Les membres de l’ex Groupe de Concertation des Acteurs Politiques (GCAP) se sont exprimés publiquement pour la première fois depuis leur libération, suite à une grâce présidentielle. Lors d’un point de presse ce vendredi,21 août 2026, ils ont réagi à l’annonce du vice-Premier ministre chargé de la décentralisation, Limane Mahamat, qui affirmait dans un communiqué que les acteurs politiques graciés ne pourraient pas diriger leurs partis.

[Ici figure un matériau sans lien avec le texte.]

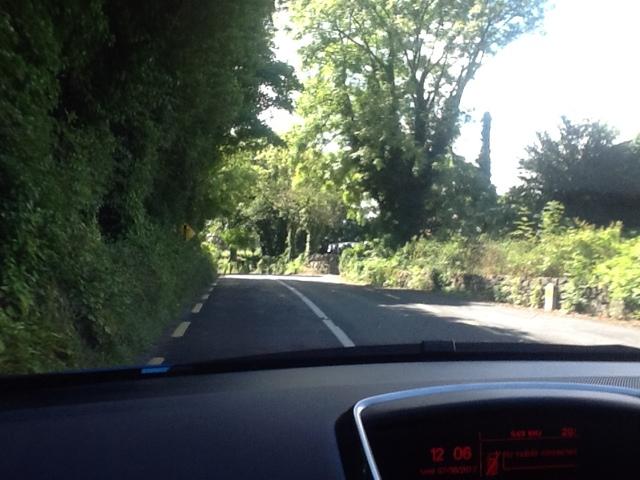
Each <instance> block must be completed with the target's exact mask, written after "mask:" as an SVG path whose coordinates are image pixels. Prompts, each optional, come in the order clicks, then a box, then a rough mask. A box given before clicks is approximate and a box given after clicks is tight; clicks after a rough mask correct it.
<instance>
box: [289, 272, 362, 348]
mask: <svg viewBox="0 0 640 480" xmlns="http://www.w3.org/2000/svg"><path fill="white" fill-rule="evenodd" d="M277 282H278V283H279V284H280V285H282V286H284V287H286V288H288V289H289V290H290V291H291V292H293V293H294V294H295V295H296V296H297V297H298V298H299V299H300V300H302V302H303V303H304V304H305V305H306V306H307V307H309V309H310V310H311V311H312V312H313V313H315V314H316V316H317V317H318V318H319V319H321V320H322V322H323V323H324V324H325V325H326V326H327V328H328V329H329V330H331V333H333V334H334V335H335V337H336V338H337V339H338V341H339V342H340V343H341V344H342V346H343V347H355V346H356V344H355V343H353V340H351V339H350V338H349V336H348V335H347V334H346V333H344V331H343V330H342V329H341V328H340V327H339V326H337V325H336V324H335V323H333V321H332V320H331V319H330V318H329V317H327V315H326V314H325V313H324V312H323V311H322V310H320V308H319V307H318V306H317V305H316V304H315V303H313V302H312V301H311V300H309V299H308V298H307V297H306V296H304V295H303V294H302V293H301V292H300V291H298V289H296V288H293V287H292V286H291V285H287V284H286V283H284V282H283V281H282V280H277Z"/></svg>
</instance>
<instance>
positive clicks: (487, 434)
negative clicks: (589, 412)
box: [416, 425, 579, 479]
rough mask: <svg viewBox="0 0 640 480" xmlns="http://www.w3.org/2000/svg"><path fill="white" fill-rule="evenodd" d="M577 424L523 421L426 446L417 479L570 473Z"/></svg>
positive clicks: (529, 476)
mask: <svg viewBox="0 0 640 480" xmlns="http://www.w3.org/2000/svg"><path fill="white" fill-rule="evenodd" d="M578 439H579V434H578V429H577V428H576V427H574V426H571V425H568V426H561V427H554V428H541V427H538V426H527V427H526V428H525V427H520V428H515V429H511V430H508V431H506V432H502V433H501V434H496V433H495V432H494V433H487V432H477V433H476V435H475V438H469V437H467V438H460V439H459V441H455V442H451V441H446V442H441V443H437V444H434V445H427V446H426V448H425V450H424V455H423V458H422V461H421V462H420V465H419V467H418V472H416V473H417V474H418V476H419V477H422V478H457V479H464V478H484V477H487V478H496V479H498V478H529V477H531V476H532V474H533V473H535V476H536V477H539V478H545V477H546V476H547V475H551V474H553V477H554V478H571V477H572V474H573V473H575V472H576V471H577V469H578V458H579V446H578Z"/></svg>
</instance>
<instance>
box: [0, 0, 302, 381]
mask: <svg viewBox="0 0 640 480" xmlns="http://www.w3.org/2000/svg"><path fill="white" fill-rule="evenodd" d="M273 9H274V5H273V2H272V1H268V0H244V1H242V2H237V1H235V0H219V1H212V2H193V1H186V2H132V1H129V0H110V1H108V2H107V1H104V0H70V1H64V2H51V1H45V0H20V1H14V2H3V3H2V5H1V6H0V372H3V373H18V372H39V371H51V370H59V369H64V368H68V367H83V368H87V367H92V366H99V365H113V364H114V363H119V362H126V361H130V360H131V359H133V358H134V357H135V355H136V354H137V353H139V352H140V350H141V349H143V348H144V347H145V345H148V343H149V340H150V339H152V338H153V337H154V336H156V335H157V334H158V332H159V331H161V330H162V328H163V326H164V325H165V324H166V322H167V321H168V320H170V319H172V318H175V315H177V313H178V311H179V309H180V305H181V304H182V303H183V302H186V301H188V300H190V296H191V295H192V294H193V293H194V292H196V291H198V290H199V289H200V288H201V287H202V286H203V285H204V284H205V282H207V281H208V280H210V279H211V276H212V275H213V269H212V266H211V265H212V264H211V262H210V261H209V259H208V256H207V254H205V253H203V251H202V250H201V248H200V245H199V241H198V240H192V241H189V242H186V241H185V239H184V238H183V237H182V236H181V235H180V226H181V225H183V224H184V223H187V224H189V225H191V226H192V227H193V228H194V230H196V231H197V230H200V229H201V228H202V226H203V225H204V221H205V220H206V219H209V218H214V217H215V216H216V214H217V213H218V212H219V211H220V209H221V208H222V207H221V203H222V202H223V201H225V199H226V197H227V196H226V195H225V193H224V191H223V190H224V189H223V186H224V185H222V184H220V183H219V177H217V176H216V175H215V172H216V171H217V169H218V168H219V164H220V163H221V158H222V157H223V155H224V154H226V153H227V152H233V151H234V150H235V149H237V148H239V147H240V146H241V145H242V144H243V142H244V144H246V143H250V142H251V141H252V139H256V138H264V137H265V136H267V137H268V136H269V134H270V132H269V130H268V129H267V128H266V127H265V126H264V125H263V124H262V123H261V122H260V120H259V119H258V116H259V115H260V113H261V112H262V111H263V110H265V109H268V108H270V107H272V106H287V105H289V98H288V92H289V82H290V81H291V69H290V68H289V67H287V66H286V65H283V64H281V63H279V62H276V61H275V60H274V59H273V54H272V52H271V50H270V37H271V34H272V32H271V28H272V27H271V23H270V19H271V14H272V11H273ZM263 87H264V88H267V89H268V90H269V91H270V92H272V94H270V95H268V97H267V96H265V94H264V90H263ZM230 132H233V134H231V133H230Z"/></svg>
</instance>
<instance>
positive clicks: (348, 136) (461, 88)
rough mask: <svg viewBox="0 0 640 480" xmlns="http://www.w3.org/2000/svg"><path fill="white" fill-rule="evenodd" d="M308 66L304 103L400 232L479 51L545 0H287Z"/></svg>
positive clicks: (529, 16)
mask: <svg viewBox="0 0 640 480" xmlns="http://www.w3.org/2000/svg"><path fill="white" fill-rule="evenodd" d="M292 3H293V11H294V18H295V20H296V22H297V24H298V28H299V30H300V32H302V33H301V38H302V40H303V41H304V42H305V43H306V46H305V47H304V48H303V50H302V53H303V58H304V61H305V64H306V66H307V68H308V69H309V70H310V72H311V73H312V78H311V80H309V81H308V83H307V85H306V87H307V88H306V90H307V98H309V99H310V100H309V101H308V102H306V104H305V103H304V102H303V105H302V108H301V110H302V113H303V115H304V116H305V117H306V120H307V125H309V126H310V128H311V129H312V130H313V129H315V132H316V133H317V137H318V139H319V141H320V142H324V143H329V142H334V143H337V144H339V145H340V146H341V150H342V152H343V161H344V162H345V164H346V165H347V166H348V167H349V168H352V169H353V170H354V171H356V172H357V174H358V178H359V179H360V186H361V188H362V189H363V190H364V191H366V192H368V193H369V194H370V195H371V196H372V197H373V198H374V199H375V200H376V201H377V202H378V204H379V207H380V215H381V218H380V220H381V222H382V224H383V226H384V228H385V230H386V231H387V232H389V233H391V234H393V235H394V237H395V239H396V240H397V241H403V240H406V239H407V238H409V237H410V236H411V235H413V234H415V233H417V232H418V231H419V230H420V229H421V228H422V227H424V226H426V224H427V218H428V217H429V212H427V211H426V205H427V201H428V200H429V197H430V195H433V194H434V191H433V189H432V186H433V184H434V177H435V172H434V169H433V166H434V163H435V162H437V161H438V160H439V159H440V158H442V157H443V156H445V155H447V154H448V153H450V147H451V144H452V142H453V140H454V139H455V137H456V136H457V134H458V121H459V110H460V102H461V100H462V95H463V93H464V90H465V87H466V86H467V85H468V83H469V82H470V81H471V79H472V78H473V77H474V75H475V73H476V72H477V70H478V68H480V66H481V64H482V62H483V60H484V59H485V58H486V57H487V56H488V55H491V54H493V53H494V52H496V51H497V50H498V49H499V48H500V47H503V46H504V45H506V44H508V43H509V42H511V41H512V40H514V39H515V38H516V37H518V36H519V35H521V34H522V33H524V32H528V31H530V30H532V29H533V28H535V27H536V26H537V25H538V23H539V21H540V20H541V18H542V15H543V3H544V2H543V0H515V1H512V0H457V1H449V0H446V1H445V0H417V1H416V0H388V1H373V0H356V1H352V0H294V1H293V2H292Z"/></svg>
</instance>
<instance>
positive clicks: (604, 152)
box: [0, 0, 640, 374]
mask: <svg viewBox="0 0 640 480" xmlns="http://www.w3.org/2000/svg"><path fill="white" fill-rule="evenodd" d="M638 18H640V4H639V3H638V2H631V1H627V0H606V1H605V0H588V1H587V0H562V1H556V2H554V1H552V0H549V1H545V0H468V1H440V0H435V1H434V0H367V1H358V2H354V1H351V0H287V1H275V0H242V1H238V0H209V1H191V0H187V1H183V2H132V1H129V0H88V1H86V2H49V1H39V0H34V1H24V2H23V1H20V2H3V5H2V6H0V373H2V374H16V373H37V372H52V371H64V370H69V369H75V370H77V369H92V368H98V367H100V368H102V367H115V366H122V365H147V364H150V365H174V364H185V363H191V362H199V361H208V360H214V359H222V358H238V357H246V356H249V355H256V354H267V353H280V352H293V351H301V350H302V351H304V350H311V349H330V348H336V349H337V350H336V355H339V352H340V351H341V350H340V349H343V348H344V349H347V348H351V347H354V346H355V347H358V346H371V345H389V344H393V345H398V344H416V343H420V342H423V341H442V340H443V341H454V342H471V343H478V342H508V343H523V342H534V343H539V344H573V345H586V346H595V345H610V344H624V345H628V346H635V347H640V328H639V325H640V324H639V323H638V319H639V318H640V237H639V236H638V235H639V232H640V135H639V133H640V124H639V123H638V114H637V113H638V112H639V111H640V95H639V94H638V85H640V67H639V66H638V62H637V61H635V60H633V59H634V58H636V57H637V52H636V49H637V45H640V29H638V28H637V20H638Z"/></svg>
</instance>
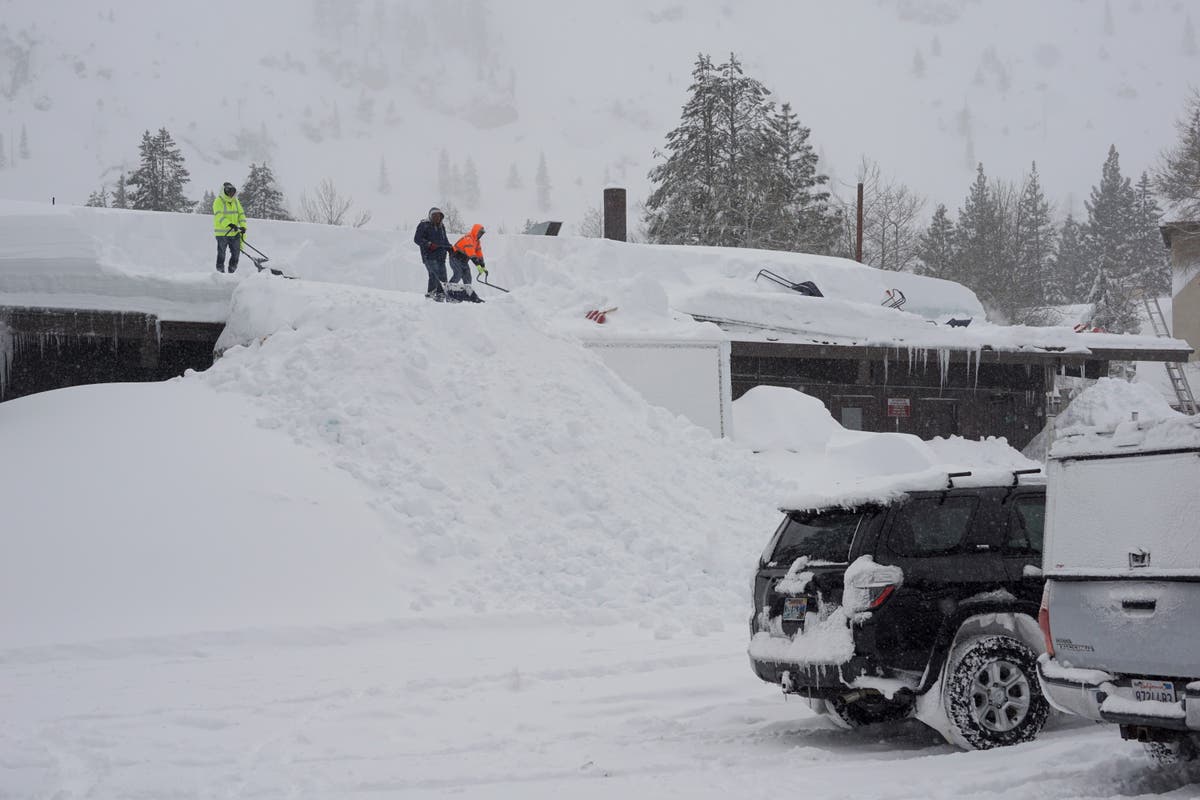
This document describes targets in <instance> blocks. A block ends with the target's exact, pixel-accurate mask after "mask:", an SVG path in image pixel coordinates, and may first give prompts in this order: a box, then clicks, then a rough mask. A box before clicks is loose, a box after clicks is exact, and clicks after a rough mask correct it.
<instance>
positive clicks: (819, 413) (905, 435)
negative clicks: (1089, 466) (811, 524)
mask: <svg viewBox="0 0 1200 800" xmlns="http://www.w3.org/2000/svg"><path fill="white" fill-rule="evenodd" d="M733 420H734V431H733V438H734V441H736V443H737V444H738V445H739V446H742V447H746V449H749V450H752V451H756V452H757V453H758V455H757V456H756V458H757V459H758V462H760V463H762V464H763V465H764V467H766V468H767V469H768V470H769V471H770V473H772V475H774V476H775V486H776V497H778V499H779V505H780V506H782V507H787V509H821V507H827V506H854V505H859V504H863V503H887V501H890V500H893V499H896V498H899V497H900V495H901V494H902V493H905V492H914V491H926V489H940V488H944V487H946V486H947V474H948V473H960V471H971V473H972V475H971V476H970V477H966V479H955V485H959V486H968V485H978V486H985V485H989V483H996V482H1002V483H1008V482H1010V481H1012V479H1013V470H1018V469H1037V468H1039V467H1040V464H1038V463H1037V462H1033V461H1030V459H1028V458H1026V457H1024V456H1022V455H1021V453H1019V452H1018V451H1016V450H1014V449H1012V447H1009V446H1008V443H1007V441H1006V440H1004V439H1003V438H995V437H989V438H988V439H984V440H982V441H972V440H970V439H964V438H961V437H952V438H949V439H942V438H938V439H934V440H932V441H923V440H922V439H919V438H918V437H914V435H912V434H908V433H869V432H863V431H847V429H845V428H842V427H841V426H840V425H838V422H836V421H835V420H834V419H833V417H832V416H830V414H829V411H828V410H827V409H826V407H824V404H823V403H821V402H820V401H817V399H816V398H814V397H811V396H809V395H805V393H804V392H800V391H797V390H794V389H784V387H778V386H757V387H755V389H751V390H750V391H748V392H746V393H745V395H743V396H742V397H739V398H738V399H736V401H734V402H733ZM797 486H798V487H800V488H796V487H797Z"/></svg>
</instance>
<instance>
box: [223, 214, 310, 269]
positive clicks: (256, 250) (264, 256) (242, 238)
mask: <svg viewBox="0 0 1200 800" xmlns="http://www.w3.org/2000/svg"><path fill="white" fill-rule="evenodd" d="M229 227H230V228H232V227H233V225H229ZM241 246H242V247H248V248H250V249H252V251H254V252H256V253H258V258H254V257H253V255H251V254H250V253H246V258H248V259H250V260H252V261H253V263H254V266H257V267H258V271H259V272H262V271H263V270H266V271H269V272H270V273H271V275H277V276H280V277H281V278H288V279H292V281H295V279H296V276H294V275H283V271H282V270H276V269H275V267H270V266H263V264H266V263H268V261H269V260H271V259H270V258H268V257H266V254H265V253H264V252H263V251H260V249H258V248H257V247H254V246H253V245H251V243H250V242H248V241H246V237H245V236H242V237H241Z"/></svg>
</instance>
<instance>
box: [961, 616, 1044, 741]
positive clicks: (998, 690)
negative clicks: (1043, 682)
mask: <svg viewBox="0 0 1200 800" xmlns="http://www.w3.org/2000/svg"><path fill="white" fill-rule="evenodd" d="M1036 662H1037V657H1036V656H1034V655H1033V651H1032V650H1031V649H1030V648H1027V646H1026V645H1025V644H1022V643H1021V642H1018V640H1016V639H1014V638H1012V637H1008V636H980V637H976V638H973V639H967V640H966V642H964V643H961V644H960V645H959V646H958V648H955V649H954V651H953V652H952V654H950V658H949V661H948V662H947V674H948V678H947V681H946V688H944V693H943V696H942V702H943V704H944V708H946V716H947V717H948V718H949V722H950V726H949V729H950V735H952V738H953V740H954V744H956V745H958V746H960V747H962V748H966V750H988V748H990V747H1003V746H1006V745H1015V744H1019V742H1022V741H1031V740H1032V739H1033V738H1036V736H1037V735H1038V733H1039V732H1040V730H1042V726H1044V724H1045V721H1046V715H1048V714H1049V712H1050V705H1049V704H1048V703H1046V699H1045V698H1044V697H1043V696H1042V686H1040V685H1039V684H1038V678H1037V673H1036V667H1034V664H1036Z"/></svg>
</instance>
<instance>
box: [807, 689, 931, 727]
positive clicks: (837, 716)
mask: <svg viewBox="0 0 1200 800" xmlns="http://www.w3.org/2000/svg"><path fill="white" fill-rule="evenodd" d="M911 712H912V706H911V705H908V704H905V703H899V702H895V700H888V699H886V698H882V697H881V698H877V699H872V700H866V699H859V700H853V702H851V703H847V702H845V700H844V699H841V698H840V697H832V698H829V699H827V700H826V708H824V714H826V716H827V717H829V721H830V722H833V723H834V724H835V726H838V727H839V728H842V729H846V730H853V729H854V728H862V727H864V726H869V724H875V723H877V722H896V721H899V720H904V718H906V717H908V716H910V715H911Z"/></svg>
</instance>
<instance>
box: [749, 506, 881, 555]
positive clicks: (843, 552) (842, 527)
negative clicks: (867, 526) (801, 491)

« Nous restons présidents et secrétaires généraux légitimes de nos formations respectives », a déclaré le professeur Avocksouma Djona Atchenemou, représentant des huit ex-prisonniers. Il a souligné que le 14 août 2026 serait un jour mémorable, marquant la victoire de la liberté, et a salué la convergence de forces qui a permis cette grâce. Les leaders politiques insistent sur le fait que leur libération ne doit pas être interprétée comme une restriction de leurs droits civiques. « Diriger nos partis n’est pas un privilège, mais un droit constitutionnel », ont-ils affirmé, appelant à la reconnaissance de leur légitimité politique. Ils ont également mis en avant l’importance de cette grâce comme un acte d’apaisement, devant favoriser le dialogue républicain et la cohésion nationale.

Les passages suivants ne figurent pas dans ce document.